O novo filme indiano Baramulla, que chegou à Netflix sob direção de Aditya Suhas Jambhale e produção de Aditya Dhar, mergulha no coração da Caxemira para explorar o trauma de um povo e o preço da perda. Protagonizado por Manav Kaul, o longa mistura os códigos do thriller com a densidade de uma reflexão histórica e emocional sobre memória, deslocamento e identidade. Confira a crítica do filme:
A trama de Baramulla
A história acompanha o delegado Ridwaan Sayyed (Kaul), um policial enviado à cidade de Baramulla, no Vale da Caxemira, para investigar o desaparecimento de crianças. Ao lado da esposa Gulnaar (Bhasha Sumbli) e dos filhos Noorie (Arista Mehta) e Ayaan (Rohaan Singh), ele se instala em uma velha casa de madeira que logo revela segredos próprios. As únicas pistas dos crimes são mechas de cabelo cortadas, o que leva Ridwaan a desconfiar de uma força obscura agindo na região.
O filme se inicia com uma cena simbólica — um mágico de rua faz um menino desaparecer diante de uma multidão — e, a partir daí, desenvolve uma narrativa de tensão crescente. O que parece um mistério policial logo assume contornos mais amplos, revelando-se uma jornada por memórias reprimidas e feridas políticas que continuam abertas.
Entre o thriller e a tragédia histórica
Embora Baramulla use elementos do terror, seu verdadeiro horror é humano. O desaparecimento das crianças serve como metáfora para o apagamento de uma comunidade inteira — os pandits da Caxemira, deslocados durante o êxodo dos anos 1990. A obra evita sustos gratuitos e concentra sua força na atmosfera de dor e culpa, construindo um suspense que se sustenta pela introspecção.
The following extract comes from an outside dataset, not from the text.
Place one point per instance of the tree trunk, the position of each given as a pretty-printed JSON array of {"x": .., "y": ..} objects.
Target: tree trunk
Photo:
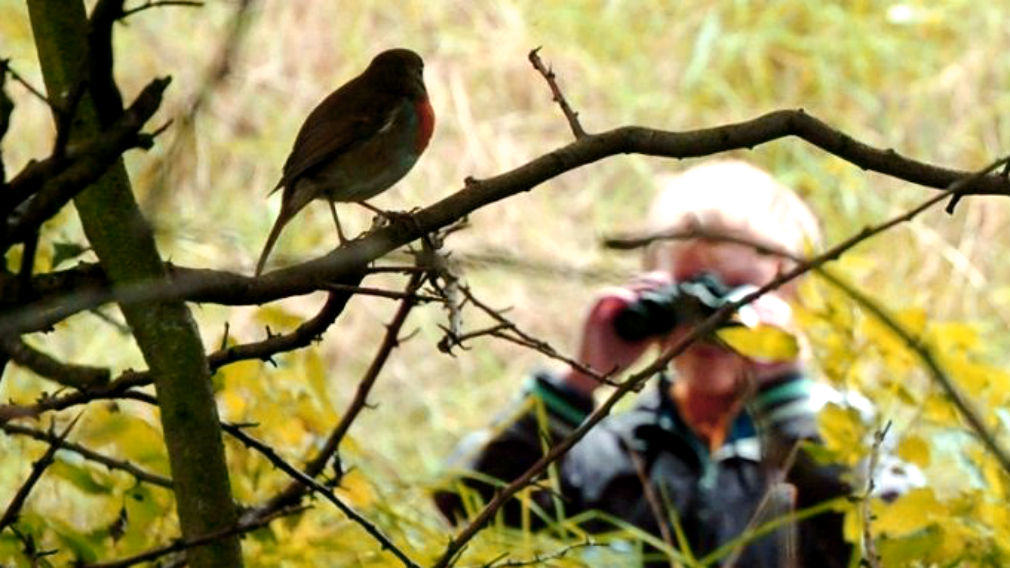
[{"x": 165, "y": 330}]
A investigação conduzida por Ridwaan transforma-se em um espelho da própria história do vale. As fronteiras entre o real e o espiritual se confundem, e o protagonista passa a enfrentar não apenas o crime, mas o peso da memória coletiva. O roteiro, ao mesmo tempo em que aborda o tema da violência política, também reflete sobre o luto e a perda de pertencimento — um exílio que não é apenas geográfico, mas também emocional.
Atuações e condução
Manav Kaul entrega uma performance contida e intensa. Seu personagem é um homem dividido entre o dever e o trauma, lutando para manter a sanidade enquanto é assombrado por lembranças que preferia esquecer. Bhasha Sumbli complementa o drama com uma atuação silenciosa, marcada por gestos e olhares que traduzem o sofrimento de uma mulher tentando preservar a família em meio ao caos.
O diretor Aditya Suhas Jambhale mostra domínio na criação de atmosfera, embora o ritmo inicial do filme oscile. A primeira metade alterna momentos de investigação com tentativas de criar tensão sobrenatural, o que por vezes enfraquece a unidade do enredo. No entanto, à medida que a narrativa avança, o tom se ajusta e o longa encontra seu centro emocional.
O simbolismo e o peso do passado
O uso recorrente de uma flor branca ferida reforça a metáfora da Caxemira machucada, enquanto os espaços vazios e os sons ambientes criam um senso de assombro sem recorrer ao fantástico. A direção de arte e a fotografia exploram o contraste entre beleza natural e devastação moral, transformando o cenário em parte essencial da narrativa.
O clímax é onde Baramulla atinge sua potência máxima. Longe de oferecer respostas simples, o filme se fecha como uma elegia — um lamento pela perda, pela separação e pelo esquecimento. É nesse ponto que o drama supera o gênero e se torna uma meditação sobre a impossibilidade de retorno àquilo que foi arrancado.

Crítica de Baramulla: vale à pena assistir ao filme indiano na Netflix?
Baramulla é uma produção que utiliza a estrutura de um thriller para examinar o trauma histórico da Caxemira e o impacto do exílio sobre a identidade. Apesar de alguns excessos narrativos e de um ritmo irregular no início, o filme ganha força ao se concentrar nas emoções reprimidas de seus personagens. Manav Kaul conduz a história com profundidade, e Aditya Suhas Jambhale transforma o mistério em uma experiência de memória coletiva.
Mais do que um filme sobre desaparecimentos, Baramulla é sobre tudo aquilo que permanece perdido — a casa, o passado e o próprio sentido de pertencimento.